A dicembre, un’offensiva limitata del gen. Wavell (previsti solo cinque giorni di rifornimenti) sfondò le linee italiane e ricacciò Graziani fino in Tripolitania. Appena 31mila uomini all’attacco, ma con 80 tank incrociatori, 52 carri armati da fanteria e 145 leggeri, contro 120mila italiani e quattro battaglioni di carri insignificanti, armati solo di mitragliatrici.
I proiettili delle batterie anticarro italiane da 47 mm rimbalzavano sulle corazze dei Matilda del 7° Royal Tank Regiment. Pezzi e serventi erano schiacciati dai cingoli e i fortini aggirati dalle colonne corazzate inglesi, che accerchiavano intere divisioni, ancorate staticamente al terreno. Fortificazioni? Muretti di pietre a secco, filo spinato, sacchetti di sabbia, qualche mina, trincee armate di mitragliatrici e pochi cannoni.

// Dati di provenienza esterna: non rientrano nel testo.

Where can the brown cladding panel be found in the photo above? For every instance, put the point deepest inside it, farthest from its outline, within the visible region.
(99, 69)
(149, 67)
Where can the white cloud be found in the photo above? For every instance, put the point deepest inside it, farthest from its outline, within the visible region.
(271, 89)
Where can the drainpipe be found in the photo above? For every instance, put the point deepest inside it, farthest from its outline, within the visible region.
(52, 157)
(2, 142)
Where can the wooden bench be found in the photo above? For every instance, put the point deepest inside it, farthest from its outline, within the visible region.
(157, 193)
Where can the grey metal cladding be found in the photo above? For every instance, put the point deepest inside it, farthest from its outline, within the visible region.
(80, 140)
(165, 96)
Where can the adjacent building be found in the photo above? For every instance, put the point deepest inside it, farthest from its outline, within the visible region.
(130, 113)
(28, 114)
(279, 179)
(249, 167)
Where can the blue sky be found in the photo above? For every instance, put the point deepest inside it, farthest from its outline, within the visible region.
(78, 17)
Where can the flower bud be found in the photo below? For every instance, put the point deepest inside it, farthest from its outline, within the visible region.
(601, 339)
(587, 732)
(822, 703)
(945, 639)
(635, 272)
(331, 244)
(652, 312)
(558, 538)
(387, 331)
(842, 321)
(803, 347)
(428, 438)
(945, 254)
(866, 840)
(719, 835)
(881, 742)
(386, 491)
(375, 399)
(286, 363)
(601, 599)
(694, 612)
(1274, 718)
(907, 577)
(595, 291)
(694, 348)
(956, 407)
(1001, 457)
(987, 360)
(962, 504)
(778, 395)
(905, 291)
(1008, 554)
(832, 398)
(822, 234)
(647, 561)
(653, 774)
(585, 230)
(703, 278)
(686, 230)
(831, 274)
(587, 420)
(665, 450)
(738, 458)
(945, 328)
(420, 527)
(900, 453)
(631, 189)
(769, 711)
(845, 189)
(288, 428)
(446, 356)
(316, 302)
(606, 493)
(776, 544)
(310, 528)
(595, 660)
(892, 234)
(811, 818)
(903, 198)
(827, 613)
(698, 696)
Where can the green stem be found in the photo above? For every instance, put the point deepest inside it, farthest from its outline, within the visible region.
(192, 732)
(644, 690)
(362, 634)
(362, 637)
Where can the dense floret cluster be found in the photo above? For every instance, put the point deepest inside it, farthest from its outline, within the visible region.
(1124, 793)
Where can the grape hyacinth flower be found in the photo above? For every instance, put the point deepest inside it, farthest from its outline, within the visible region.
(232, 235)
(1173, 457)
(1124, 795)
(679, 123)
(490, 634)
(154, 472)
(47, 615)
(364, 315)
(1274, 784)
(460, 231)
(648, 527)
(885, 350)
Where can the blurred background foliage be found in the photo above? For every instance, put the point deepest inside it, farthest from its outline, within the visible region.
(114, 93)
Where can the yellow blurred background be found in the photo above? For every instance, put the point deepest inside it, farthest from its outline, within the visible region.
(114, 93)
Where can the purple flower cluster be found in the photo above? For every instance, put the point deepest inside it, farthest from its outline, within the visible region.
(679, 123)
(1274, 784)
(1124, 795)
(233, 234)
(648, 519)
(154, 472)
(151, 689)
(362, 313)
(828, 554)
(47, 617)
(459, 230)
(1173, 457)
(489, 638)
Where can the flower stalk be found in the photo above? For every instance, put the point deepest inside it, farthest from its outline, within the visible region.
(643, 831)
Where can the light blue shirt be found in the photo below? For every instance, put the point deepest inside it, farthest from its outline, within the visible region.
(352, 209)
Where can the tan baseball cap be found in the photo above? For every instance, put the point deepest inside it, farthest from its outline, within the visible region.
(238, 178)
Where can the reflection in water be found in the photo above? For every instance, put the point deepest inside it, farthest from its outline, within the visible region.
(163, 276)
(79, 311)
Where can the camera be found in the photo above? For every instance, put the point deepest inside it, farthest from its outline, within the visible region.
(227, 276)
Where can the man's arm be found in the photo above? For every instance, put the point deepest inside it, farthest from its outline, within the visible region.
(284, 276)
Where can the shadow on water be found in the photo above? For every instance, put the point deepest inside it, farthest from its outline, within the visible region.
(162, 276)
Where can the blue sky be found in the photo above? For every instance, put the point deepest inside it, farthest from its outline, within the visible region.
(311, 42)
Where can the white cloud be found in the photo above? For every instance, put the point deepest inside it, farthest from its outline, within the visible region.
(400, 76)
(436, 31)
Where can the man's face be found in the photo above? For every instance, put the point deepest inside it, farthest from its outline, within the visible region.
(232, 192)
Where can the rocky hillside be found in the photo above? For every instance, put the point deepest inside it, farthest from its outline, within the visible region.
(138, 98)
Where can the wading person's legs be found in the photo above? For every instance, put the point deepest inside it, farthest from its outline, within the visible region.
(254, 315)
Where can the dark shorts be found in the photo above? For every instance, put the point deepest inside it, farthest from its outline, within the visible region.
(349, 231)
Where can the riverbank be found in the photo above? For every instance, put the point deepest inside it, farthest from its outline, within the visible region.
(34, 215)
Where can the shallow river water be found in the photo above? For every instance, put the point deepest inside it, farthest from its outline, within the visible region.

Un anno e mezzo di batoste militari dopo, persa la guerra parallela, Mussolini aveva dovuto subire l’arrivo di Rommel, la cui ennesima brillante offensiva corazzata ricacciò i britannici dalla Cirenaica e si spinse verso Suez. La componente italiana non era nemmeno lontana parente dell’armata di Graziani (silurato a febbraio del 1941), ma i difetti congeniti restavano. La riduzione da tre a due reggimenti aveva indebolito le divisioni di fanteria e non favoriva la flessibilità tattica. L’addestramento delle truppe era superficiale, la logistica carente, modesta la potenza di fuoco e quasi inesistente il coordinamento tra i reparti. La categoria dei sottufficiali era scadente. Motorizzazione e comunicazioni in ritardo di almeno dieci anni rispetto agli altri eserciti. A El Alamein, il 70% delle nostre artiglierie risaliva alla prima guerra mondiale, come le armi individuali. Il fucile era ancora il Carcano modello ’91 delle guerre coloniali, con calibro (6,5 mm) e prestazioni balistiche troppo inferiori. Fucili mitragliatori e mitragliatrici pochi e in qualche caso fatalmente difettosi. Unica eccezione, la pistola semiautomatica Beretta M34, apprezzata dai tedeschi e dal nemico perché non s’inceppava nonostante la sabbia.
Quando si realizzava qualche buona arma, come l’ottimo cannone antiaereo e anticarro 90/53, la debolezza dell’Italietta industriale non consentiva di produrla in tempi brevi. Insomma, sarà venuta meno anche la fortuna, ma soprattutto è mancata la capacità di potenza del Paese.